Ne var ki; Nilüfer’in kaynağındaki berrak rengi, Bursa Ovası’na yaklaştıkça değişip koyulaşıyor. Hatta sanayi bölgelerinden geçerken, o senenin giyimde moda rengi neyse, o rengi alıyor. Çünkü boya fabrikalarının kimyasal atıkları, hiçbir arıtmadan geçirilmeden Nilüfer’e bırakılıyor!..
Evet, Nilüfer yıllardır Bursa’daki sanayi kuruluşlarınca 4’üncü derecede (en kötü derece) kirletilmesine rağmen, halen ovadaki tarım arazilerinin sulanmasında kullanılıyor!..

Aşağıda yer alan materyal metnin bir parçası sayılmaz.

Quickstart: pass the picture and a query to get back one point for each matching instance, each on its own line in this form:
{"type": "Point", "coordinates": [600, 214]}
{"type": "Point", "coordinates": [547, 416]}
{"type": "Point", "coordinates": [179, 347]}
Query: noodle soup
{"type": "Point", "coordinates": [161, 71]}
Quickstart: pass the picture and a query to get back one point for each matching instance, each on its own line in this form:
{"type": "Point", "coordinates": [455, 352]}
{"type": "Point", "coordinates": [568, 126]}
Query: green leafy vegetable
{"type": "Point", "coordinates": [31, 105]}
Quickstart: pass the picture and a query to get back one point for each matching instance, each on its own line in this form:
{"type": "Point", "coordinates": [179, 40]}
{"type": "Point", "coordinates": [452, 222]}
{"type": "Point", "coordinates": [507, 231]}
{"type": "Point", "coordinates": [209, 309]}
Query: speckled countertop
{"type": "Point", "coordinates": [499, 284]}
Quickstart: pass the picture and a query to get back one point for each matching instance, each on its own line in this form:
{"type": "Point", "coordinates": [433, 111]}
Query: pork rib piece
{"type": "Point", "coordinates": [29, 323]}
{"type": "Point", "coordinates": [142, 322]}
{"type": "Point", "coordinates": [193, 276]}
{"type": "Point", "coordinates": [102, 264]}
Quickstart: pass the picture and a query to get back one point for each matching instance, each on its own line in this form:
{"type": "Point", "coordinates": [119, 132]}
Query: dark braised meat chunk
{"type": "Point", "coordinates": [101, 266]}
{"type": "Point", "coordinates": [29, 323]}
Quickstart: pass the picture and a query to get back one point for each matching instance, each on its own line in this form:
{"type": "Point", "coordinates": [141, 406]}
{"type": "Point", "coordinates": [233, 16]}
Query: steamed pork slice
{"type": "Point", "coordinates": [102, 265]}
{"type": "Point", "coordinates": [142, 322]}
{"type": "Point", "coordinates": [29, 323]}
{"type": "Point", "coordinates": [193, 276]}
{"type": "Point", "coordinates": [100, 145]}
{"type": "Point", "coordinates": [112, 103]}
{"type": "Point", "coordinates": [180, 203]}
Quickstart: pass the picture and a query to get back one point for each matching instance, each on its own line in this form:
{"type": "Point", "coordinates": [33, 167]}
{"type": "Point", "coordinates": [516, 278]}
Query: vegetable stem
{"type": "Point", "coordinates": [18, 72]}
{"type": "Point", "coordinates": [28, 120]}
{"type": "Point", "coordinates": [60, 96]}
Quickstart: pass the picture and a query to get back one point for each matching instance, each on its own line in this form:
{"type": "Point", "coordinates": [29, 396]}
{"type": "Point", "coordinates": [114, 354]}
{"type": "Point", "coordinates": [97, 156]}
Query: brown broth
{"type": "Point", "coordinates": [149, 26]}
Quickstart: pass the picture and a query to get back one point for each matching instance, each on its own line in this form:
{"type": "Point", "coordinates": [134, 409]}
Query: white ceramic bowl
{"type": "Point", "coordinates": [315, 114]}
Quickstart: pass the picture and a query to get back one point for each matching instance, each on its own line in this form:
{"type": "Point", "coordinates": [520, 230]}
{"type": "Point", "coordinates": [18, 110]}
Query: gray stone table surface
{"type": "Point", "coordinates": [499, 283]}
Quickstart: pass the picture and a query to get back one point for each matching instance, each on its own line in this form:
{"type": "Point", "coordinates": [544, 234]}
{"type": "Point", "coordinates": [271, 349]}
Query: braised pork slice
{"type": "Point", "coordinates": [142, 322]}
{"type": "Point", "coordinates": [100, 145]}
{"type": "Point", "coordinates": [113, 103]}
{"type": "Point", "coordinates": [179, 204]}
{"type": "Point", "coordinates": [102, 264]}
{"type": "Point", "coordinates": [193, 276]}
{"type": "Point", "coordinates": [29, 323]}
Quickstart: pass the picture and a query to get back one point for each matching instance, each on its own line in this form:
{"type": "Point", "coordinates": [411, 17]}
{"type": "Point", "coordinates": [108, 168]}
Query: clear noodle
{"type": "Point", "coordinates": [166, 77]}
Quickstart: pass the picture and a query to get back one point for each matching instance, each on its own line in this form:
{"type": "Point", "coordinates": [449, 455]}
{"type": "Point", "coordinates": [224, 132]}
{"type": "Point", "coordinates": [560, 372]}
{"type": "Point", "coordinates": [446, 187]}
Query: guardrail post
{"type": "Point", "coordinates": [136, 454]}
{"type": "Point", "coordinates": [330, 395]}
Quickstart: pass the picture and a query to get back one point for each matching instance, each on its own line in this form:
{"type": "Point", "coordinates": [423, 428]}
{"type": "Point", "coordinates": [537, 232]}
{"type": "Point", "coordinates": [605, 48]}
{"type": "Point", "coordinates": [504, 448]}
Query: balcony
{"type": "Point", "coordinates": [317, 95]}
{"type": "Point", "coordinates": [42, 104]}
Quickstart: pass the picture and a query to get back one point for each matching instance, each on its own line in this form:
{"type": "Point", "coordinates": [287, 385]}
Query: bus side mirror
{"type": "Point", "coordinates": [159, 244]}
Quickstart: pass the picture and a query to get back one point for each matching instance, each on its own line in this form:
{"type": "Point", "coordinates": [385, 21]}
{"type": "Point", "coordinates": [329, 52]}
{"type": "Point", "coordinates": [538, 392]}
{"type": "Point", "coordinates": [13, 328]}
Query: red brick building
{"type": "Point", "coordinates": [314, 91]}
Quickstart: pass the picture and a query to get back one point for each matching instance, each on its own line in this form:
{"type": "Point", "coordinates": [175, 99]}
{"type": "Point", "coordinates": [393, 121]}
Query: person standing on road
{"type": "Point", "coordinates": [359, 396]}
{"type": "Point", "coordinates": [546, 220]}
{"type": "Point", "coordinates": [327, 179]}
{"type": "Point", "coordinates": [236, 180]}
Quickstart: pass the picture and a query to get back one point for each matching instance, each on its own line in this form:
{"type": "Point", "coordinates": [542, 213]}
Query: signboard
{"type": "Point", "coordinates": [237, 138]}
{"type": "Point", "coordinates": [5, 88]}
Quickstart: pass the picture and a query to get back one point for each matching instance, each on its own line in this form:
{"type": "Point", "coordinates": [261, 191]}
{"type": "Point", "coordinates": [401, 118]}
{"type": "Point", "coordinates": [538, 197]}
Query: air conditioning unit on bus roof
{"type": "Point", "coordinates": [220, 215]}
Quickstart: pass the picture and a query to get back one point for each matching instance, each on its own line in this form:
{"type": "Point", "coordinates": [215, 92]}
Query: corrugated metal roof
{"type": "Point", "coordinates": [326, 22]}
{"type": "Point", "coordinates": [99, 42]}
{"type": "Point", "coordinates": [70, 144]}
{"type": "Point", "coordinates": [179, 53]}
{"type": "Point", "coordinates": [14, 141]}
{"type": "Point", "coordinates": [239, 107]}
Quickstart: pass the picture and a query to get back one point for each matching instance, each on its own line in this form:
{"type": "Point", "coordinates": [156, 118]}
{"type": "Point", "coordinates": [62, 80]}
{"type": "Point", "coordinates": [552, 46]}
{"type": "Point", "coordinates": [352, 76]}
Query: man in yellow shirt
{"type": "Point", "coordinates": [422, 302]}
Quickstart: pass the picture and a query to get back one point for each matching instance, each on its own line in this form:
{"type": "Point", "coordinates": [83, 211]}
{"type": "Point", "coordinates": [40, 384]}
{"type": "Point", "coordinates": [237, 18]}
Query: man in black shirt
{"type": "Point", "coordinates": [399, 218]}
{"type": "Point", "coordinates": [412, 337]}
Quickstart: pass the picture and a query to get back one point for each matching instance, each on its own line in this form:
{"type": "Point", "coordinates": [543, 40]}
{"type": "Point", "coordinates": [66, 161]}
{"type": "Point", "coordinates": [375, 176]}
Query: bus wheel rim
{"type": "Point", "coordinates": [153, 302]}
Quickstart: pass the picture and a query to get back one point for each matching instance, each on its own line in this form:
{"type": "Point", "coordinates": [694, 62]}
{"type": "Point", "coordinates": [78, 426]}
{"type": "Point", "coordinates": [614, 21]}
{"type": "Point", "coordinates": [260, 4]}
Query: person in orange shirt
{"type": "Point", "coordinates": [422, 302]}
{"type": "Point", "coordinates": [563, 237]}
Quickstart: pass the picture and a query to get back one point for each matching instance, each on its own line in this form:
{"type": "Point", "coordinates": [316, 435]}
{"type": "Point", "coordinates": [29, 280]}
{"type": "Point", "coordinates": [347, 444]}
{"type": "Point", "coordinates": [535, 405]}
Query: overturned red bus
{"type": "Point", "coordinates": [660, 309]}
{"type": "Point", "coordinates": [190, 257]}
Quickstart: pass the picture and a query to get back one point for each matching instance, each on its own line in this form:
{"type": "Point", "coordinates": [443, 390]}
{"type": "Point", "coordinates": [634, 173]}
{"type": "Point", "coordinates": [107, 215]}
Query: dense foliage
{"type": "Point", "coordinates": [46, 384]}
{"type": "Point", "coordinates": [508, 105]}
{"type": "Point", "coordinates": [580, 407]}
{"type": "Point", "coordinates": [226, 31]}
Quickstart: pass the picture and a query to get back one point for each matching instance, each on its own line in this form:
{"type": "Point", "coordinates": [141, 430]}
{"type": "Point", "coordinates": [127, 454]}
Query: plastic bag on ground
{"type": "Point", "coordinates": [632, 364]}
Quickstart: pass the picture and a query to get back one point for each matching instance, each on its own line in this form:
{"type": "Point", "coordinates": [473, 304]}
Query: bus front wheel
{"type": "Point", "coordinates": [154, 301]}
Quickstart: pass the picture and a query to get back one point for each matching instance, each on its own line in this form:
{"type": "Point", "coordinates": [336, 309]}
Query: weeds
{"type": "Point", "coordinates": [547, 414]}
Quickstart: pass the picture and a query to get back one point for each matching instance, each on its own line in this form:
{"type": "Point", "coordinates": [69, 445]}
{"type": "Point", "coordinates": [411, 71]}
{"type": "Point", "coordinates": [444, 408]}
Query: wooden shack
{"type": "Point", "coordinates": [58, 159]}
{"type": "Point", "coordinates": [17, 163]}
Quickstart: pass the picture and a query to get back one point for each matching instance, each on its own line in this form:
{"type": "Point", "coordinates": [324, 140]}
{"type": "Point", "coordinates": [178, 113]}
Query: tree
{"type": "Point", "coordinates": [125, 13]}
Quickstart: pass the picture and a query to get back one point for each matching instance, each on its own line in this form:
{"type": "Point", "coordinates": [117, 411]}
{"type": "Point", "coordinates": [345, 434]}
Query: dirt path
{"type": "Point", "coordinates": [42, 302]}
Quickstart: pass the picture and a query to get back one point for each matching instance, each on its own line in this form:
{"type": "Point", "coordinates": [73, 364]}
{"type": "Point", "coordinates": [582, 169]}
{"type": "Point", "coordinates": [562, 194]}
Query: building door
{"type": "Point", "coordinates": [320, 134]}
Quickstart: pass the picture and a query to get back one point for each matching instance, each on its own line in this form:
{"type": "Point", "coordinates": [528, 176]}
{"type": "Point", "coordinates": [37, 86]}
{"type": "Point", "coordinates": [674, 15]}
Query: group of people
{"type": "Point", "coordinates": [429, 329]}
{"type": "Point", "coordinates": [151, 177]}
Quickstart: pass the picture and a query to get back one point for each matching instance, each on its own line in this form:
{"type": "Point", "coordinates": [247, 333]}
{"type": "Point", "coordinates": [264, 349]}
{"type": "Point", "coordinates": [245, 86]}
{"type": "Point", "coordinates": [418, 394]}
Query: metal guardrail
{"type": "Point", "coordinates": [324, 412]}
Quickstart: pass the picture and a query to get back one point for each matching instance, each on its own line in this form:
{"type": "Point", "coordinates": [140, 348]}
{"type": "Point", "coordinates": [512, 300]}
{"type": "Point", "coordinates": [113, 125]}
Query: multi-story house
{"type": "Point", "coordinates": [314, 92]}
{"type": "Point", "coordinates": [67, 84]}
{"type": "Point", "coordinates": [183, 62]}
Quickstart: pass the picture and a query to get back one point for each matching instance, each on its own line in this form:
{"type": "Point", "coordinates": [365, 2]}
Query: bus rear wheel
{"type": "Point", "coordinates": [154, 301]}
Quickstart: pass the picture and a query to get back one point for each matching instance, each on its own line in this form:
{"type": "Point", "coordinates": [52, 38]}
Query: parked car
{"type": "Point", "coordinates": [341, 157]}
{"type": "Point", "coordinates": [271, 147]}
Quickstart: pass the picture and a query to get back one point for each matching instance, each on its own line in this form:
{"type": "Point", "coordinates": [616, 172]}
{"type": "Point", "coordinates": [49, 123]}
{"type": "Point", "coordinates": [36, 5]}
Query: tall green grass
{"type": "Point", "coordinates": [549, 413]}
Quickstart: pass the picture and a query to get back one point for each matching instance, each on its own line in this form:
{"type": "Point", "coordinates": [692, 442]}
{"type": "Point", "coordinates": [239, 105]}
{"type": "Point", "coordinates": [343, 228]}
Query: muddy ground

Böylece hem tarım arazilerine hem de döküldüğü Marmara Denizi’ne zehir saçıyor.
Marmara’daki müsilajın da en önemli nedenlerinden birini oluşturuyor.
Bu çevre felaketinin en düşündürücü yanı ise; tedbir alması ve kirlenmeye “dur” demesi gereken tüm yetkililerin en ufak bir çaba göstermemeleri.
Doğasever okurum İlhan Düzen’in 15 gün önce çektiği ve kitlesel balık ölümlerini gösteren fotoğraflar, Nilüfer’deki zehirlenmenin tüm canlıları yok edecek boyuta ulaştığını, acı veren karelerle gözler önüne seriyor.
Bursa Uludağ Üniversitesi Ziraat Fakültesi Toprak Bilim ve Bitki Besleme Bölümü Öğretim Üyesi Prof. Dr. Barış Bülent Aşık ise, Nilüfer gerçeğini şöyle özetliyor:
“Nilüfer Çayı Uludağ’ın 2 bin metre rakımından doğup Bursa’ya batı bölümünden girdikten sonra Bursa Ovası’ndan geçip Karacabey’den Marmara Denizi’ne dökülüyor. Bu esnada yaklaşık 200 kilometrelik yol kat ediyor. Doğduğu yerle döküldüğü yeri kıyasladığımızda, doğduğu yerde birinci sınıf, içme kalitesinde bir su olduğunu görebiliyoruz. Ama bir saatlik yol katettiğinde Nilüfer Çayı’nın tarım alanlarını gezdiği gölgelerde dördüncü sınıf, yani en kalitesiz su olarak tanımladığımız su seviyesine kadar kirlendiğini belirliyoruz.”
Prof. Aşık, kimyasal atıklarla kirlenen Nilüfer Çayı suyunun tarımda kullanılmasının neden olduğu tehlikeyi de şöyle özetliyor:
“Son zamanlarda sağlıklı topraklar, sağlıklı gıdalar çok büyük önem taşıyor. Nilüfer Çayı’nın bu kirli durumuyla, sulamada kullanıldığı takdirde, sulanan topraklarda yetiştirilen ürünlerin de ne kadar sağlıklı ve kaliteli olacağıyla ilgili de tereddütlerimiz var. ‘Sağlıklı gıdalar sağlıklı topraklarda yetişir’ diye bir slogan var. Bu bölge, tarım ürünlerini yurt dışına yoğun olarak satan bir bölge. Dolayısıyla Nilüfer Çayı bu şekilde akmaya devam ederse, ekonomi açısından da üretici açısından da sıkıntının ortaya çıkacağı bir gerçektir. Buna karşı da tedbir almamız gerekiyor...”
Peki, tedbir nasıl alınacak, Nilüfer nasıl temizlenecek?
Bu kolayca çözülebilecek bir sorun değil. Bursa Büyükşehir Belediye Başkanlığı, Çevre, Şehircilik ve İklim Değişikliği Bakanlığı ve DSİ başta
olmak üzere ilgili tüm kurumların ortak bir eylem planı oluşturmaları ve zaman yitirmeden,
can çekişen Nilüfer’i hayata döndürmeleri gerekiyor.